The East coast is different from the West coast in a variety of ways. Back East, you are more likely to see buildings that were constructed during the Revolutionary War, whereas out West you’ll probably see plenty of palm trees and new developments. While the East coast is steeped in history, the West coast has plenty of rugged scenery and forests that go on for miles. When it comes to home design, the two areas of the country are also quite distinct. For example, consider the four American cities—two from each side of the country—and how their home architecture is very different.

Boston: Three Centuries of Style

As Boston Preservation notes, Boston is home to a plethora of classic architectural styles that got their start back in 1620. The first known homes were constructed in a post-medieval style, which featured post and beam construction, gables, and windows with diamond-shaped panes. By the late 1700s the Federal Style of home building was coming into vogue, with fan-shaped lights over doors, columns and pilasters, and flat facades on the outside. By the late 1800s, the Queen Anne style was all the rage, including features like huge porches, turrets, plenty of stained glass, and decorative and functional details like bay windows. As you stroll today through the neighborhoods in and around Boston, you can still see examples of all of these home styles and features.

Philadelphia: From Logs to Row Homes

The first settlers in the Philadelphia area primarily used logs to construct their homes. Later on, row homes became quite popular. These homes were designed to mimic the floor plans which were popular in London in the 17th century, with the homes being two rooms deep with a backyard. The different types of architecture found in Philadelphia has changed over the years. As neighborhoods grew and developed, homes were built with a European and Beaux Arts look, and by the mid-1960s post-modernism was popular in the area.

Residents of Philly who live in older homes and want to preserve the structure’s classic looks while remodeling can work with local businesses that feature new products that have the classic architectural features of bygone eras. For example, stock shaped, casement, bay and bow windows that fit in exceptionally well with the style and window features found in older homes.

San Diego: Split Level & Ranch Homes

In San Diego, the ranch home is especially popular. These homes are usually just one story high and have a low and long look to them. As Houzz notes, by the 1950s, the vast majority of new homes in the country were this style, and many were built throughout the San Diego region at this time.

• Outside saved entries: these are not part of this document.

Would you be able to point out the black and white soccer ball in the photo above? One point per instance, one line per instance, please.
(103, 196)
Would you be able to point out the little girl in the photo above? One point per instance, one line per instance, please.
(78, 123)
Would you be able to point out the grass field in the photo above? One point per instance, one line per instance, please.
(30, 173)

The Spanish style home is also very popular in San Diego. This style, which is also known as Mission, features stucco, archways and red tile roofs. For people who are looking for a classic California home, Spanish style is a good choice.

Phoenix: Subdivisions & Stucco

While Phoenix is home to a variety of architectural styles, including some ranch homes and a fairly large historic area filled with interesting houses. The Valley of the Sun is dotted with plenty of subdivisions filled with Mediterranean inspired homes with beige stucco exteriors, red or tan tile roofs that can withstand boiling summer temperatures and relatively small lots. Although many Phoenix area homes are multi-level, very few have basements, as the soil is often too rock-hard to dig through. Another common feature of a Phoenix home is a “great room,” which is similar to a large family or living room, and is usually near the center of the home, with a raised ceiling.